Levelable Sets and the Algebraic Structure of Parameterizations

TL;DR

This paper explores the algebraic structure of parameterizations in fixed-parameter tractability, revealing a hierarchy of complexity and showing that no practically fixed-parameter tractable sets have optimal parameterizations.

Contribution

It introduces an algebraic framework for parameterizations, enabling comparison and hierarchy establishment beyond traditional parameterized algorithm analysis.

Findings

Established a hierarchy of parameterizations based on algebraic structure

Proved no practically fixed-parameter tractable sets possess optimal parameterizations

Provided a new perspective on complexity measures in parameterized complexity

Abstract

Asking which sets are fixed-parameter tractable for a given parameterization constitutes much of the current research in parameterized complexity theory.
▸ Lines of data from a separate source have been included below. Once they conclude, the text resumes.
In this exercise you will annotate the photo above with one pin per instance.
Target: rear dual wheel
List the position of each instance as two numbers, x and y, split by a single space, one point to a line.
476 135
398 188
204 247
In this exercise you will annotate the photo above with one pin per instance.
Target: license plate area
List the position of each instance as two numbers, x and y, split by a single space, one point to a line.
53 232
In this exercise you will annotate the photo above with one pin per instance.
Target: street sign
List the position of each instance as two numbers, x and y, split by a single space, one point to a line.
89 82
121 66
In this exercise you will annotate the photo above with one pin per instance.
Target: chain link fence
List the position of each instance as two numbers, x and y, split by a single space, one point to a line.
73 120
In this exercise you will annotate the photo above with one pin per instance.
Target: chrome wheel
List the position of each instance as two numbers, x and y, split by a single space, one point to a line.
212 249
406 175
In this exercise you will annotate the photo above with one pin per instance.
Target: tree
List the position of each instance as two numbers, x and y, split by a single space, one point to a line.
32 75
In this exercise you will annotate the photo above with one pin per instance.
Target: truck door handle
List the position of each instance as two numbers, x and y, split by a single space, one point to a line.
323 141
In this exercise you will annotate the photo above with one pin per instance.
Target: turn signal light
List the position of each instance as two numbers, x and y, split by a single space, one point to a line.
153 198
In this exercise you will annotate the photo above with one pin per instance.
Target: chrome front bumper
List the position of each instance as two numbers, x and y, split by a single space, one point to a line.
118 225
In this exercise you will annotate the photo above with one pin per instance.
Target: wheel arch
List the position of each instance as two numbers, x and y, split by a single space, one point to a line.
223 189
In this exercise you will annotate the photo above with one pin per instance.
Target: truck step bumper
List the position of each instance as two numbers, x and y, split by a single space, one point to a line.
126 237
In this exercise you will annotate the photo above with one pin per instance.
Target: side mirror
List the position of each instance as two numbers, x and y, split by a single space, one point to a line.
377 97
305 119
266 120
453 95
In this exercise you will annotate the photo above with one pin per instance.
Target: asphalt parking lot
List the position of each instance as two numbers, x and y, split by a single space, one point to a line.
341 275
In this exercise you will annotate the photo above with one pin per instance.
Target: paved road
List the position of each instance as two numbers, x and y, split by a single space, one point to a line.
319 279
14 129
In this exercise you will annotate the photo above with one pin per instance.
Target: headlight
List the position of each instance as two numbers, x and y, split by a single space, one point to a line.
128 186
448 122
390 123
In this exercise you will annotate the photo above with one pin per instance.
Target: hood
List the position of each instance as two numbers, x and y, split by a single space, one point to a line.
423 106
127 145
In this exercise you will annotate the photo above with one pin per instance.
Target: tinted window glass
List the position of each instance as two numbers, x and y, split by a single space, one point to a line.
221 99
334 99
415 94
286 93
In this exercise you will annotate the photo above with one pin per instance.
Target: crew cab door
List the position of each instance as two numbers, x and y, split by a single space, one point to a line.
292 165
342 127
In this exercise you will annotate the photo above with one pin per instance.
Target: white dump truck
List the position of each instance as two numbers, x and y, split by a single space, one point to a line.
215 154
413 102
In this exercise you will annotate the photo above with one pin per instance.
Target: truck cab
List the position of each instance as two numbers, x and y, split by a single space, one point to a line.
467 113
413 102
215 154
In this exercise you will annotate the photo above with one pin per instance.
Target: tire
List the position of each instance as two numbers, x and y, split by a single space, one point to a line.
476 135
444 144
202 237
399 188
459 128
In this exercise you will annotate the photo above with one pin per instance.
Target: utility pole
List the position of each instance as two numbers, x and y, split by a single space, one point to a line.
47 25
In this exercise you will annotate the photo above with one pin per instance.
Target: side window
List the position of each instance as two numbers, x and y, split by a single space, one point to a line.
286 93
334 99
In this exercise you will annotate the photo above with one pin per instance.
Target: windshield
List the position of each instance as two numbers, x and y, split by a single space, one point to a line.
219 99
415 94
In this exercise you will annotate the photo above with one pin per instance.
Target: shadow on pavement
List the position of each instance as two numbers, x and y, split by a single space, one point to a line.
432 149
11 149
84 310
This approach faces some of the core difficulties in complexity theory. By focussing instead on the parameterizations that make a given set fixed-parameter tractable, we circumvent these difficulties. We isolate parameterizations as independent measures of complexity and study their underlying algebraic structure. Thus we are able to compare parameterizations, which establishes a hierarchy of complexity that is much stronger than that present in typical parameterized algorithms races. Among other results, we find that no practically fixed-parameter tractable sets have optimal parameterizations.